Keyboard shortcuts

Press or to navigate between chapters

Press S or / to search in the book

Press ? to show this help

Press Esc to hide this help

Functions and Closures

Functions are the primary unit of reuse in BioLang. Whether you are writing a normalisation routine for RNA-seq counts, a scoring function for sequence alignment, or a filter predicate for variant calls, functions let you name a computation and invoke it wherever it is needed.

Defining Functions

A function is introduced with the fn keyword, followed by a name, a parameter list, and a body enclosed in braces.

fn gc_content(seq) {
    let gc = seq |> filter(|b| b == "G" || b == "C") |> len()
    gc / seq_len(seq)
}

let ratio = gc_content("ATGCGCTA")
# ratio => 0.5

The last expression in the body is the implicit return value. There is no need for a return keyword in the common case.

Explicit Return

When you need to exit early – for example after detecting an invalid input – use return.

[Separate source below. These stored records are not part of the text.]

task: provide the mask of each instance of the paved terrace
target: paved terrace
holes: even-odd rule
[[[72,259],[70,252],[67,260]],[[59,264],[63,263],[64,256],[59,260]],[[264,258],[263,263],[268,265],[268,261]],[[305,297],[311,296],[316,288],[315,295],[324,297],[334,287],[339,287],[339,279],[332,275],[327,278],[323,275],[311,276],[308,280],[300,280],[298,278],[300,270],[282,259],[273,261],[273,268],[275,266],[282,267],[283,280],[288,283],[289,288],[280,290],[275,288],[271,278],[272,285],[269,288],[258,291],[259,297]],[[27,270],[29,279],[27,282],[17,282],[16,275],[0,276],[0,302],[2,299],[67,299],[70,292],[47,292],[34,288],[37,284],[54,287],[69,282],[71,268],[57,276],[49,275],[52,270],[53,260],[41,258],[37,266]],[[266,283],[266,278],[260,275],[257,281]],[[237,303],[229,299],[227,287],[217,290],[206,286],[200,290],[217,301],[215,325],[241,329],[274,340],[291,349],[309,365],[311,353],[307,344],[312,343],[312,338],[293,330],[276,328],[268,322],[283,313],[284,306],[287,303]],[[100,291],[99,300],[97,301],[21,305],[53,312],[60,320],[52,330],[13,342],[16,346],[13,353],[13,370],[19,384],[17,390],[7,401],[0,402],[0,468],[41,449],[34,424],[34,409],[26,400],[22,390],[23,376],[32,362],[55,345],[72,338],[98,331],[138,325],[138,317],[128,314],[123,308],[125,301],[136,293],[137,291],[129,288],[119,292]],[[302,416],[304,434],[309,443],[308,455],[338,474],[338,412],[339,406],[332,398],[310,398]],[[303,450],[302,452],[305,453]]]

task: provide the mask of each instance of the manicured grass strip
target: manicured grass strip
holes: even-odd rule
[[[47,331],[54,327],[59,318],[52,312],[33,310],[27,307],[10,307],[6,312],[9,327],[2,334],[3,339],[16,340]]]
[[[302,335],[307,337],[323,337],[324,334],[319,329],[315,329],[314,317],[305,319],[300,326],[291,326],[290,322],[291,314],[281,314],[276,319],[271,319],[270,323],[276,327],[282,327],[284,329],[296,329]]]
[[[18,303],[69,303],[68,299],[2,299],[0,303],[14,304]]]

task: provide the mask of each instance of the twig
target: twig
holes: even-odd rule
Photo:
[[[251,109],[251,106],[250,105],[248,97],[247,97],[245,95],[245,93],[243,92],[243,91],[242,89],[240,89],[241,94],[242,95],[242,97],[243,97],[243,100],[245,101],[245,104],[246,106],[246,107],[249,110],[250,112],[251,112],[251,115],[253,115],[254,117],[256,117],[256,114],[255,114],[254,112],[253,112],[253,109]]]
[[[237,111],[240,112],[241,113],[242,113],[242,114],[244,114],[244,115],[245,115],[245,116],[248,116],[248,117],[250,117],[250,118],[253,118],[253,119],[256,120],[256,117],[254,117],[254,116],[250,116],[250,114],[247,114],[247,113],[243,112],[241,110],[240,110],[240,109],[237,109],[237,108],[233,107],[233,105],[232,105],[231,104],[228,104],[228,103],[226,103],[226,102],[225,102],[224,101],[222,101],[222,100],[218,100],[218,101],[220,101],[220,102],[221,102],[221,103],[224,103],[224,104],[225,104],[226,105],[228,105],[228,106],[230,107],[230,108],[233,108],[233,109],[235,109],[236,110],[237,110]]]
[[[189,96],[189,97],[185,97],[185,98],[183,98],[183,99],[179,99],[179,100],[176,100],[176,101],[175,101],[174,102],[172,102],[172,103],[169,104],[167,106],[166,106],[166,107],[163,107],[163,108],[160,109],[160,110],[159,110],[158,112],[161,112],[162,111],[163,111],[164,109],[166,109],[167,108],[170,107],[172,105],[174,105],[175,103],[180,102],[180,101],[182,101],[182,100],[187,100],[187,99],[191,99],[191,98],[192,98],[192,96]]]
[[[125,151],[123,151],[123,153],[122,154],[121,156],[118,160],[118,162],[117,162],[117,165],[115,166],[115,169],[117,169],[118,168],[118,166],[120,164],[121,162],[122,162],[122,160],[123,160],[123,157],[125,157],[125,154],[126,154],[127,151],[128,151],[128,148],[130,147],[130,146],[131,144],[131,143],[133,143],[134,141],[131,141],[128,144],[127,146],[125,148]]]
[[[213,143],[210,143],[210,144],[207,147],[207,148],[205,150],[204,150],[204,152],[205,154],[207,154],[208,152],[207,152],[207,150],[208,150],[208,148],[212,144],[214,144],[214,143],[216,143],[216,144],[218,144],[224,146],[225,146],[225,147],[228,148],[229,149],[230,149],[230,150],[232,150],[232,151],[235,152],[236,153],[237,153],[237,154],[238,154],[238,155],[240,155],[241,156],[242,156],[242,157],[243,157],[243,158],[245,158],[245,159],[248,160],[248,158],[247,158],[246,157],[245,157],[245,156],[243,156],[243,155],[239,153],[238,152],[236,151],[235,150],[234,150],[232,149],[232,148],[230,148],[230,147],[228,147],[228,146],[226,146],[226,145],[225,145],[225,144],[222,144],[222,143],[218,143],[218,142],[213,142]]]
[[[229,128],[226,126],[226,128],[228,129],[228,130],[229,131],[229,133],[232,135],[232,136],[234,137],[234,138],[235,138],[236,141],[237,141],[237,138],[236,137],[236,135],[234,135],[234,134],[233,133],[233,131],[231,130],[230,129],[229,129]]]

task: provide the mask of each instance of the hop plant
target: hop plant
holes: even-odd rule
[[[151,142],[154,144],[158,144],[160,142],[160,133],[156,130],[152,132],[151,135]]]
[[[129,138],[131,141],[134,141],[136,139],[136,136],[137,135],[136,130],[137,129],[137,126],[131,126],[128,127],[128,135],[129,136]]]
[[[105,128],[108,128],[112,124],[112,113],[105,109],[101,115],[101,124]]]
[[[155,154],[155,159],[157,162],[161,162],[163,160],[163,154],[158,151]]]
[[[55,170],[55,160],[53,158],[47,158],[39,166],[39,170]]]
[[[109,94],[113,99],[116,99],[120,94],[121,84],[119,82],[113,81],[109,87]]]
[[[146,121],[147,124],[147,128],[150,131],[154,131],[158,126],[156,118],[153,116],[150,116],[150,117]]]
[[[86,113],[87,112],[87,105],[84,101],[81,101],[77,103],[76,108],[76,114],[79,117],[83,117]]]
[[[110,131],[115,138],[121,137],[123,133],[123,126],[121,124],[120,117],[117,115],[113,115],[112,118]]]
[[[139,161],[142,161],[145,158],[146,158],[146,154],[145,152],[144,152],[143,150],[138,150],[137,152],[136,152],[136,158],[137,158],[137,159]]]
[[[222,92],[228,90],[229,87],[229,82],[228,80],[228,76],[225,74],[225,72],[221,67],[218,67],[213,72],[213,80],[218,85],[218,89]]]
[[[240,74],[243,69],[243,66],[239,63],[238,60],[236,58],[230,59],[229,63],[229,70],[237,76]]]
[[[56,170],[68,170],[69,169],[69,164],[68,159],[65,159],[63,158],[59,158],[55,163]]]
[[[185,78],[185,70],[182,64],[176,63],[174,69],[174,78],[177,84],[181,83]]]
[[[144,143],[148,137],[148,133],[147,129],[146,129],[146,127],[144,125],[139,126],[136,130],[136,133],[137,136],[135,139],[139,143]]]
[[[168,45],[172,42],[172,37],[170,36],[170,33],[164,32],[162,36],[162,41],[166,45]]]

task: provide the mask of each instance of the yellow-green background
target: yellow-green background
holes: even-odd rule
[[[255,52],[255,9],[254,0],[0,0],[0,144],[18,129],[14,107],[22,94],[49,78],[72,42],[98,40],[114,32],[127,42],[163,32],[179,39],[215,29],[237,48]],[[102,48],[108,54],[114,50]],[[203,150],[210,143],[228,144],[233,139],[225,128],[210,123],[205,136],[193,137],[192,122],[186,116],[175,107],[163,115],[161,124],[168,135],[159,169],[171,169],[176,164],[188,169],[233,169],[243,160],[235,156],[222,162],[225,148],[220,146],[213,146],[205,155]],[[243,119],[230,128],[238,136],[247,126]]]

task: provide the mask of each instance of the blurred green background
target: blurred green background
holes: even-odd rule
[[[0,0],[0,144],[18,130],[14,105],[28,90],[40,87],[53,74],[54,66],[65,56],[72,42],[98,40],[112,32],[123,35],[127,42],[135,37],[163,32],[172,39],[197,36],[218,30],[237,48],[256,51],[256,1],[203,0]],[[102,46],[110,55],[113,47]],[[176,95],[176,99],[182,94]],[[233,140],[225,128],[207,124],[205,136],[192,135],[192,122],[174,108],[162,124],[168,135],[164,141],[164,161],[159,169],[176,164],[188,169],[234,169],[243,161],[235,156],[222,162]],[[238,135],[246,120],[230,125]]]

fn median_quality(quals) {
    if len(quals) == 0 then {
        return 0.0
    }
    let sorted = quals |> sort()
    let mid = len(sorted) / 2
    if len(sorted) % 2 == 0 then {
        (sorted[mid - 1] + sorted[mid]) / 2.0
    } else {
        sorted[mid]
    }
}

Default Parameters

Parameters can carry default values. Callers may omit them.

fn trim_reads(records, min_qual: 20, min_len: 36) {
    records
        |> filter(|r| mean(r.quality) >= min_qual)
        |> filter(|r| seq_len(r.seq) >= min_len)
}

# Use defaults
let trimmed = trim_reads(raw_reads)

# Override quality threshold only
let strict = trim_reads(raw_reads, min_qual: 30)

Default parameters must appear after positional parameters.

Named Return Values

You can declare named return fields to make the return shape explicit.

fn count_variants(vcf_path) -> (snps: Int, indels: Int, other: Int) {
    let records = read_vcf(vcf_path)
    let snps = 0
    let indels = 0
    let other = 0
    records |> each(|v| {
        let vt = variant_type(v)
        if vt == "Snp" then snps = snps + 1
        else if vt == "Indel" then indels = indels + 1
        else other = other + 1
    })
}

Closures and Lambdas

A closure is an anonymous function written with pipe delimiters. Short closures use a single expression; longer ones use { } for a block body.

# Single-expression closure
let is_high_qual = |v| v.qual >= 30.0

# Block closure
let normalise = |counts, size_factors| {
    let total = counts |> reduce(0, |a, b| a + b)
    counts |> map(|c| (c / total) * 1e6 / size_factors)
}

Closures capture variables from the surrounding scope, which makes them ideal for building specialised predicates on the fly.

fn make_depth_filter(min_depth) {
    |record| record.info.DP >= min_depth
}

let deep_enough = make_depth_filter(30)
let filtered = variants |> filter(deep_enough)

Higher-Order Functions

A higher-order function accepts another function (or closure) as an argument, returns one, or both.

fn apply_qc_chain(reads, filters) {
    filters |> reduce(reads, |current, f| current |> filter(f))
}

let filters = [
    |r| mean(r.quality) >= 20,
    |r| seq_len(r.seq) >= 50,
    |r| gc_content(r.seq) < 0.8
]

let passing = apply_qc_chain(raw_reads, filters)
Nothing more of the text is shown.